Finance is only part of the puzzle
Access to capital is a foundational barrier, but not the only one. For SMBs to grow, they also need support in navigating export markets, adopting digital tools and tackling late payments. The Government’s Plan for Change is right to view SMB growth as a multi-dimensional challenge. The focus on exports, through a revamped Board of Trade, is especially important. International growth should be within reach for more UK firms, not just a privileged few. This not only primes UK SMBs for success, but can bolster UK economic growth and enhance the country’s global position as a business leader.
A call for collective responsibility
Fixing SMB finance is not the job of the government alone. Nor can it fall solely to lenders.

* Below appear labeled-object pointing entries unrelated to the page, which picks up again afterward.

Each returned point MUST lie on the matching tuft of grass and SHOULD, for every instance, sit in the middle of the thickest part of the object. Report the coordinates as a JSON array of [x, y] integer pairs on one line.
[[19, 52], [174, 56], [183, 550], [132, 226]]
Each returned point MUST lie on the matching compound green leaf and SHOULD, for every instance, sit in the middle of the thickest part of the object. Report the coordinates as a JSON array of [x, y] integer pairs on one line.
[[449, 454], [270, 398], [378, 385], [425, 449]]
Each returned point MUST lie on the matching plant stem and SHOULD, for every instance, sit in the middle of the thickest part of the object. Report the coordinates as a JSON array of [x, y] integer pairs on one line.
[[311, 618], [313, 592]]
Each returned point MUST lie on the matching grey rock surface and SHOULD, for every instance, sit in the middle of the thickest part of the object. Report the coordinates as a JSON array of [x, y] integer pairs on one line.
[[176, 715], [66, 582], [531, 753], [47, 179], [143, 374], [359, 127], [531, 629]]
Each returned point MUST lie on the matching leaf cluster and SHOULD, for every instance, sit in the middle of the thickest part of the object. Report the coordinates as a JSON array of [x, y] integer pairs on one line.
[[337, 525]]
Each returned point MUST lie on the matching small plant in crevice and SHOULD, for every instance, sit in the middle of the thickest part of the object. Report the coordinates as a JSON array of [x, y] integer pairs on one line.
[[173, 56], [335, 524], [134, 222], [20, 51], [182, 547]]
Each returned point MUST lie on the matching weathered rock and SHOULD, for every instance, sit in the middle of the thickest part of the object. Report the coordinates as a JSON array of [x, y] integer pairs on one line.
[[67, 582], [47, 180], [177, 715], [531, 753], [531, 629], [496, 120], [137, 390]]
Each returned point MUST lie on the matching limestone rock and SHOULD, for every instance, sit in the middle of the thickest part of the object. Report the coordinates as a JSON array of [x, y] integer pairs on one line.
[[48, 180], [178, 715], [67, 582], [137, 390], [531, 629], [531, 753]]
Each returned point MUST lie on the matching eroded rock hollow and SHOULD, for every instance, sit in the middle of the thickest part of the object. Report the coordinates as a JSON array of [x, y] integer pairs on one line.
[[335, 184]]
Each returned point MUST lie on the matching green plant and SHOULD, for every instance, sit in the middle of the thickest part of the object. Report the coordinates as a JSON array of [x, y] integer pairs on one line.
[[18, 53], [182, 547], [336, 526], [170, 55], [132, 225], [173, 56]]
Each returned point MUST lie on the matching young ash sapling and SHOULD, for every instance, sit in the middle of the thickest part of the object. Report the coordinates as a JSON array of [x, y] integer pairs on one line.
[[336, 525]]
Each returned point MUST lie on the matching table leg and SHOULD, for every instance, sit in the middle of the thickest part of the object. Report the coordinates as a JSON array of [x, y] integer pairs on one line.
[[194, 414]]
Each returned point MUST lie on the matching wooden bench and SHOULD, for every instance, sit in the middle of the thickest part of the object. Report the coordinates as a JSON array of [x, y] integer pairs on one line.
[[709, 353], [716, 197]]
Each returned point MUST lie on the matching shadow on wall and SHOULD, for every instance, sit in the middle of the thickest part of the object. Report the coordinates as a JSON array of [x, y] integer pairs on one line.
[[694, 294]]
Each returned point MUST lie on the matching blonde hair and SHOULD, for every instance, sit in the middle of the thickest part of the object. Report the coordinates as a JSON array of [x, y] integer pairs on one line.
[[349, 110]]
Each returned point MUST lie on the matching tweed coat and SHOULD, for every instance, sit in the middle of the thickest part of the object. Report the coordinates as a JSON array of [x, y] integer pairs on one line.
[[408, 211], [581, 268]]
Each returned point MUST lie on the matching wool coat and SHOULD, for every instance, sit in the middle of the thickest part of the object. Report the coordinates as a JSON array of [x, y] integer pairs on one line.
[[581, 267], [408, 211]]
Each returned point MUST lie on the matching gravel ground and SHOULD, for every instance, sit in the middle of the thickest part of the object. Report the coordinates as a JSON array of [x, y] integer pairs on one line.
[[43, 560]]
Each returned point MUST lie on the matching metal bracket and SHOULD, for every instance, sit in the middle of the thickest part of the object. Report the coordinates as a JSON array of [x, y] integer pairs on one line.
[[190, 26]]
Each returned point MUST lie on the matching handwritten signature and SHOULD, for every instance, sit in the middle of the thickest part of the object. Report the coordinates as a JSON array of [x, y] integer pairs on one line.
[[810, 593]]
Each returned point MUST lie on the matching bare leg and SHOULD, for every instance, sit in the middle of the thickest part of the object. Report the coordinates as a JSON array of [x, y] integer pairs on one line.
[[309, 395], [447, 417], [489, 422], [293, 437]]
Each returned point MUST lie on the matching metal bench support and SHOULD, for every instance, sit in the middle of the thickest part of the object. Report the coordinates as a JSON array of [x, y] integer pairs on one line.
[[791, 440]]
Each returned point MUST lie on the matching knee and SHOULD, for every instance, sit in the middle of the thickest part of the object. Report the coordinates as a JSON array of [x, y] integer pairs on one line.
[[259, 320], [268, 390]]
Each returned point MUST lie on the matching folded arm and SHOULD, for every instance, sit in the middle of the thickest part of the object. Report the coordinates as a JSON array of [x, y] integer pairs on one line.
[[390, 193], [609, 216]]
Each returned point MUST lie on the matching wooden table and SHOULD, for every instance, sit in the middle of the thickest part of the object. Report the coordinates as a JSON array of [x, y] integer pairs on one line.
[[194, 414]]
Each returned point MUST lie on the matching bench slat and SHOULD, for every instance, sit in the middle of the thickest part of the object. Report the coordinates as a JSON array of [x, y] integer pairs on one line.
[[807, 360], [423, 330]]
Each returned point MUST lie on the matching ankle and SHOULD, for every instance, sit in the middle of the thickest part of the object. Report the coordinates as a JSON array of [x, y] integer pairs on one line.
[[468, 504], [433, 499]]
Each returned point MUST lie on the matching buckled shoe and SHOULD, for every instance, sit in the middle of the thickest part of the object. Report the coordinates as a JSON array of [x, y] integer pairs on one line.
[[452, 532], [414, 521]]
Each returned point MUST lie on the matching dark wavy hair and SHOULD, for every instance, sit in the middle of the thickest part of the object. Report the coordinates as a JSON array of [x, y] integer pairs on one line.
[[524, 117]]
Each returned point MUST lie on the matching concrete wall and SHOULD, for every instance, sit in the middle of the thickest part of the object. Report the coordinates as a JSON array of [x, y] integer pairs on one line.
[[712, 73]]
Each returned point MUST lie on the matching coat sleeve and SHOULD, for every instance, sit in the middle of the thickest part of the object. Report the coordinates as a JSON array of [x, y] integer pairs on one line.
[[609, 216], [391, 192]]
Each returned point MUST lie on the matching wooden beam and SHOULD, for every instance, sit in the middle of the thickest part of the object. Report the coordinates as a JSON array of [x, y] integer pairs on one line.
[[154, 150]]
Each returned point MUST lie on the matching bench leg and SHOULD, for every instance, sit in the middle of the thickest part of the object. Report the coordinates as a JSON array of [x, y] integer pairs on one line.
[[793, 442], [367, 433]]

It requires a coordinated effort from policymakers, industry bodies, technology providers, investors and the businesses themselves.
The launch of the Intuit Small Business Growth Council is a timely opportunity to reset and refocus. Rather than top-down policy, the Council brings together entrepreneurs from across the UK to share their insights, experiences, and ideas so that Government strategies are grounded in the real challenges and opportunities SMEs face every day.
We have the opportunity to build a system that supports the full diversity of the UK’s 5.5 million small businesses—urban and rural, new and established, digital and physical. But doing so means acknowledging that what worked yesterday may not work tomorrow.
The question is not whether SMBs can adapt to the financial system. It is whether the financial system can finally adapt to SMBs.